Bernie was beside him in an instant, then pushed out of the way by the tall, muscular footman. Peter grabbed Cecily by the arms, had nearly restrained her when she turned her head and like the animal she sounded bit him smartly on the wrist. He released her with a bellow of pain. Cecily, impelled by madness, did not stop. She grabbed the meat hook with both hands, raised it above her head, and ran toward Archer.
He glanced past her, his gaze caught and held by the lit candles, by the vision of Alice held captive in eternal piety.
Mary Kate saw Archer freeze into immobility at the tableau he faced. She’d never felt terror as she did at this moment, watching him with fear sl
icking her blood and harnessing her breath. The gag stopped her from warning him; the screams she made emerged as small squeaks a mouse might make.
“Archer!” A shout of warning from Bernie as the iron hook lowered toward him with violent force. It was a strange, slowed picture of impending disaster. Cecily, armed with madness and determination; Archer, unable to move his limbs or break free of this paralysis of thought and action.
Bernie bent, withdrew the knife she always kept strapped to her ankle, and threw it. It found its target in the bodice of Cecily’s proper dress, buried itself hilt-deep into a pulsing, maddened heart. Cecily crumpled to the floor in front of them, her hands still fixed convulsively upon the iron hook.
The most curious look of peace came over her face. A smile wreathed her lips, a strange sort of gurgling laughter emerged from her throat. What she said was lost to the world. It could have been an oath, a blessing, a warning. Nothing emerged but the rattle of death.
Chapter 40
“It was quite a magnanimous thing for you to do, Bernadette,” Samuel said. “To allow James to be buried beside Alice in the St. John crypt.”
Bernie merely smiled. There was, after all, nothing to say. It had seemed fitting for the mausoleum to house the two lovers, an opinion she had seconded the moment Archer solicited her advice. Just Alice and James, alone for eternity, untainted by Cecily’s presence in death.

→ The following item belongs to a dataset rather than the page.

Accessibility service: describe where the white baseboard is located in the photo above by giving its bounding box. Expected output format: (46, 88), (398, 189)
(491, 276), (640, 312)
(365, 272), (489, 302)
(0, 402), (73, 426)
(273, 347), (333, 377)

Would future generations look at the inscription carved into the marble and wonder about the story of the two lovers, or would rumors of Cecily’s atrocities circle England for months upon years, becoming one of those legends that seemed to flourish on English soil? Only time itself would tell.
She stood beside Samuel on the fringe of mourners, the neighborhood arrayed in brittle black. Whispers seemed to float like smoke, to pool in corners and slither under door-frames. But all those invited to the repast following the ceremony of interment were outwardly respectful, the shine of life dulled from their faces by the presence of death.